La declaración del abogado Eduardo Lagos -formalizado y en prisión preventiva- abrió una nueva arista en el caso “Muñeca bielorrusa”.
Según su testimonio dado a conocer por La Segunda, la senadora Loreto Carvajal (PPD) habría recibido “$300 millones para lograr que Yamil Najle alcanzara el cargo de Conservador de Bienes Raíces de Chillán”.
Como consecuencia de estos antecedentes, el fiscal nacional, Ángel Valencia, encargó al fiscal regional de Aysén, Hernán Libedinsky Moscovich, indagar el caso.
La investigación se mantiene en reserva y sin formalización, con un nivel de sigilo inédito: en la resolución que traspasó la información se habla únicamente de “una parlamentaria”, sin mencionar nombre ni apellido.
A principios de febrero se celebrará una audiencia de cautela de garantías para discutir la legalidad de la declaración de Lagos y si puede ser utilizada como prueba.
El abogado acusa que parte de lo que declaró sobre esta nueva arista no fue incorporado a la carpeta investigativa.
Los fiscales han tomado resguardos, considerando la tensión entre Lagos y su exsocio, el exdiputado Gabriel Silber.

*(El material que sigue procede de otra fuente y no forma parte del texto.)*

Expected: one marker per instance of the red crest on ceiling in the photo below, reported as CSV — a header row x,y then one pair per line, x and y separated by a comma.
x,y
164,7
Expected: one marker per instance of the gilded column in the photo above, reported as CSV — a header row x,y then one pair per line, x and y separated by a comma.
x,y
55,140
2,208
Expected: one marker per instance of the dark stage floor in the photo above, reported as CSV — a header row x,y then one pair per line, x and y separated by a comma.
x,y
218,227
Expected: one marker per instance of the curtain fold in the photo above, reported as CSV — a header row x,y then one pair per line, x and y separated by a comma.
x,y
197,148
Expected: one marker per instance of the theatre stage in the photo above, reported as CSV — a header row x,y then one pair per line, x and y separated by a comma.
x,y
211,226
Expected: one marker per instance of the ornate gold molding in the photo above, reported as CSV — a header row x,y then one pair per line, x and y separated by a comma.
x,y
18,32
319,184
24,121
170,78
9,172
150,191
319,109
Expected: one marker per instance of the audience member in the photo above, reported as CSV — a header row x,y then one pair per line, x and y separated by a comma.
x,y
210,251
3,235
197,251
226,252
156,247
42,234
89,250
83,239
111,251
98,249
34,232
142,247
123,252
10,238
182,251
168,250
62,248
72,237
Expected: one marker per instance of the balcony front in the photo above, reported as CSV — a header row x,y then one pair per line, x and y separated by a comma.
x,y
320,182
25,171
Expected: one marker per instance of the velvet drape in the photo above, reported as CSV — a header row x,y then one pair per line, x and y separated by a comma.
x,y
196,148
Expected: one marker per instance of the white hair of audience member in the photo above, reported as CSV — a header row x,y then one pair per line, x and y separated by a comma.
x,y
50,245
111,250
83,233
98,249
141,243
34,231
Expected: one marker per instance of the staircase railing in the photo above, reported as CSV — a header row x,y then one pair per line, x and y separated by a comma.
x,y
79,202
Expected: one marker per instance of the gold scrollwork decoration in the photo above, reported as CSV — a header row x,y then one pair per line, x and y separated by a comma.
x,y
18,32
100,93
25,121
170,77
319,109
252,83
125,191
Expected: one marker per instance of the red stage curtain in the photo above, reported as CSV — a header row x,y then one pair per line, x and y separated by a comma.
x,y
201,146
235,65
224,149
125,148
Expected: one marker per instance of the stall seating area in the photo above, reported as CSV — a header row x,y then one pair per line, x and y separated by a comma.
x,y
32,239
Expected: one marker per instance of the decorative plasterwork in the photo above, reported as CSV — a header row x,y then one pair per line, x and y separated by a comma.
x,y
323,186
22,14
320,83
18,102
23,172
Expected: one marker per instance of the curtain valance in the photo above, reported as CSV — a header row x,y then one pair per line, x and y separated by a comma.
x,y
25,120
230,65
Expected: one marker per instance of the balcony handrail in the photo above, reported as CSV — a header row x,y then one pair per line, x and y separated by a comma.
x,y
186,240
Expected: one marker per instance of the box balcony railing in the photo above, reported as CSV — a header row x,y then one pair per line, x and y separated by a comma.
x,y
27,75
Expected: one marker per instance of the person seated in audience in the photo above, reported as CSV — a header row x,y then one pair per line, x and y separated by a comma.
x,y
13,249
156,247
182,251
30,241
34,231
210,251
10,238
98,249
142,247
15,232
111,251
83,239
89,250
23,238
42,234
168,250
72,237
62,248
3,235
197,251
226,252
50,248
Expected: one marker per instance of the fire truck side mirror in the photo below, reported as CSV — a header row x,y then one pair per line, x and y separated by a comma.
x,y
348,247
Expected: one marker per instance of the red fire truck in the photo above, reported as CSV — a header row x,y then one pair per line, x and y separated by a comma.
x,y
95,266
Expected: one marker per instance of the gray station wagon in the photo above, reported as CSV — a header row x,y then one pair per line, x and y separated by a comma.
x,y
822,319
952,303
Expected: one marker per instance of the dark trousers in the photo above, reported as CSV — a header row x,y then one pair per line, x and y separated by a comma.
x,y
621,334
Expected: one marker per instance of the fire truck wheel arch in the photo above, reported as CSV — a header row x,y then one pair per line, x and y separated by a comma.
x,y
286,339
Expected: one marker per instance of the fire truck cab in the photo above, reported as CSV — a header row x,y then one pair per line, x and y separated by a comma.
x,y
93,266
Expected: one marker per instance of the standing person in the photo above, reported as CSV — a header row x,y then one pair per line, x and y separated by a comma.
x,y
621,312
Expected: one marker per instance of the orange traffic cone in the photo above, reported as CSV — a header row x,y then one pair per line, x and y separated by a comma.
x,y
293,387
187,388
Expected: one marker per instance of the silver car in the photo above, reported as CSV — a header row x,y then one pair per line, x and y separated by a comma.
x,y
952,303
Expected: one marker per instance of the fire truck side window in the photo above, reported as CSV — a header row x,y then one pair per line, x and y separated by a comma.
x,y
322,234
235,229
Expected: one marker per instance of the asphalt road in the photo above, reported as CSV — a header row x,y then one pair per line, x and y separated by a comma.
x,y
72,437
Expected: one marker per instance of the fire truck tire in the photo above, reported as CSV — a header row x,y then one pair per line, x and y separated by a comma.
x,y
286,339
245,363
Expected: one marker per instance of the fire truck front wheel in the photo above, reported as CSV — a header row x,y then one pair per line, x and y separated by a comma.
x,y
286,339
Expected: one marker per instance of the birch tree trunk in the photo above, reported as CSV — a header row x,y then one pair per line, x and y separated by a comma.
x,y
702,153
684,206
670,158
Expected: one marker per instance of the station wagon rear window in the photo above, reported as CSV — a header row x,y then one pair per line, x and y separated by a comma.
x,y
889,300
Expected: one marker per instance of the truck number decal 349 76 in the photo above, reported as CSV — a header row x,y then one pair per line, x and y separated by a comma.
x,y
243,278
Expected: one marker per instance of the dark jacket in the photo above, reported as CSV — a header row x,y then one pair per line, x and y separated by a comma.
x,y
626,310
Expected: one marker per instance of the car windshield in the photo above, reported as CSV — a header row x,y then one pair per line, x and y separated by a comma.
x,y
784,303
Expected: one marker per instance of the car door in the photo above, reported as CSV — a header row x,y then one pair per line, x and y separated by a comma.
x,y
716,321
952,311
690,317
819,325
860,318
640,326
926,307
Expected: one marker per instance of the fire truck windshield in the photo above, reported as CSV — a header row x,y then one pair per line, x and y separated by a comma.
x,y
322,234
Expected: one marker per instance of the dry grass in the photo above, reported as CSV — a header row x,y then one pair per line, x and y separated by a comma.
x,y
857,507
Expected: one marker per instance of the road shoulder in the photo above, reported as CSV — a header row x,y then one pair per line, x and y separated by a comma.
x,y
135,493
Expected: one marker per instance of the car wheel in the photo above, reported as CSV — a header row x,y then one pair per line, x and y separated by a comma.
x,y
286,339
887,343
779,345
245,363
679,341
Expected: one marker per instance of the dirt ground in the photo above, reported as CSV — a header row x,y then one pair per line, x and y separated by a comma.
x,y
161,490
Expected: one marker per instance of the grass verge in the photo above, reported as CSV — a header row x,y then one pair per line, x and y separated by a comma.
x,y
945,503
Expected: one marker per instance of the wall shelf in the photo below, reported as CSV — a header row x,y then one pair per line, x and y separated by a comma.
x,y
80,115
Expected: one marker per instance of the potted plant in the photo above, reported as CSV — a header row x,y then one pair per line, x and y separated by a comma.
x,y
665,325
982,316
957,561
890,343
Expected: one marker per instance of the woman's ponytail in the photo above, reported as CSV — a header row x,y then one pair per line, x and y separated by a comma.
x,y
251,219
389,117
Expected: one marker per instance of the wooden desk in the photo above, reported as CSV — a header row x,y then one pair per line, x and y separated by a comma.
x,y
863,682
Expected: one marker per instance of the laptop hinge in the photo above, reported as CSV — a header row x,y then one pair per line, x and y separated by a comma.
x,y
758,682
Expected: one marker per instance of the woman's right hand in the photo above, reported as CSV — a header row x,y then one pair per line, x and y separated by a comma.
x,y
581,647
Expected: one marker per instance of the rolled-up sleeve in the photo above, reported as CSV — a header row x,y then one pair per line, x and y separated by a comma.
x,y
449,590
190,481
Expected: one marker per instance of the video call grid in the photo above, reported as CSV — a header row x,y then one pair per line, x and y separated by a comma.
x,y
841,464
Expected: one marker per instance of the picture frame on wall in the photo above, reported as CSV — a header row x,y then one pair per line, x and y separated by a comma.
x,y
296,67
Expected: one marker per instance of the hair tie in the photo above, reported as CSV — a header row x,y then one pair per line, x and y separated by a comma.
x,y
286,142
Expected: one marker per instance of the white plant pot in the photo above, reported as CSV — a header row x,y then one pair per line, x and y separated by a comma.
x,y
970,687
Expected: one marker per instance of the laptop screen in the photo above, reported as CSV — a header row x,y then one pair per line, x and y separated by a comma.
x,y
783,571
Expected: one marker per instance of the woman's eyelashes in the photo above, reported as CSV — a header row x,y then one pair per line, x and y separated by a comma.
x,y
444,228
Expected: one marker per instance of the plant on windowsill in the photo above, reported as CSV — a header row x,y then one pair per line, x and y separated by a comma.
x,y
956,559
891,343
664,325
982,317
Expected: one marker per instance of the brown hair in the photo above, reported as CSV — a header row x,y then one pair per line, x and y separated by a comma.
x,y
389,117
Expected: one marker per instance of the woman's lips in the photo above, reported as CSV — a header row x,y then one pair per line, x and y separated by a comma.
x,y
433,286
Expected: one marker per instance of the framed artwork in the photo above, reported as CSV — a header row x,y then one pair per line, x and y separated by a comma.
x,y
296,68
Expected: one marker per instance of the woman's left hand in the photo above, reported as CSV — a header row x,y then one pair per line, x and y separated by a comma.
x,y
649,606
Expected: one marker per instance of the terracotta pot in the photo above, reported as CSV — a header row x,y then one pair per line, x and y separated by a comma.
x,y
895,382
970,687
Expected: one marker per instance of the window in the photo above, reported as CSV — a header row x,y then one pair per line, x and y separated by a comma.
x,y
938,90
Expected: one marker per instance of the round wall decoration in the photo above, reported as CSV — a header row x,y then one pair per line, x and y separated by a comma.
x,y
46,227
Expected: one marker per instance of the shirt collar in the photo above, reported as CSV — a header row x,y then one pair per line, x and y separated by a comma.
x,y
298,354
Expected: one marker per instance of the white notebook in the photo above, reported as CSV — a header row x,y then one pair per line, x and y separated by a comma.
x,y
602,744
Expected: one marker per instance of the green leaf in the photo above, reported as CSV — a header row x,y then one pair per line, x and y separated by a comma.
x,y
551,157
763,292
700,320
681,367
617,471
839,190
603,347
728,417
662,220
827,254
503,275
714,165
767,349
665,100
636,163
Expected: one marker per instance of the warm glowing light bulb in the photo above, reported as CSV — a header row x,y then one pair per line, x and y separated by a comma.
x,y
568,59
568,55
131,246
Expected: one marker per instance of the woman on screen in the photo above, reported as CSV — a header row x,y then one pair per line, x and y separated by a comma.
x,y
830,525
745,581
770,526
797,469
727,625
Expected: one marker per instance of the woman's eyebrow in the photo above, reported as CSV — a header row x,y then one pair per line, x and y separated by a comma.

En su testimonio, Lagos aclaró: “Quiero indicar primero que yo nunca lo amenacé, sino que yo lo cité, ya estando en prisión preventiva, para que viéramos el tema de unos pagos por unos honorarios conjuntos… y no como dicen para establecer una supuesta coartada”.
El efecto inmediato de esta declaración es la apertura de una investigación reservada que podría derivar en nuevas imputaciones, mientras se discute la validez de los antecedentes entregados y su eventual carácter constitutivo de delito.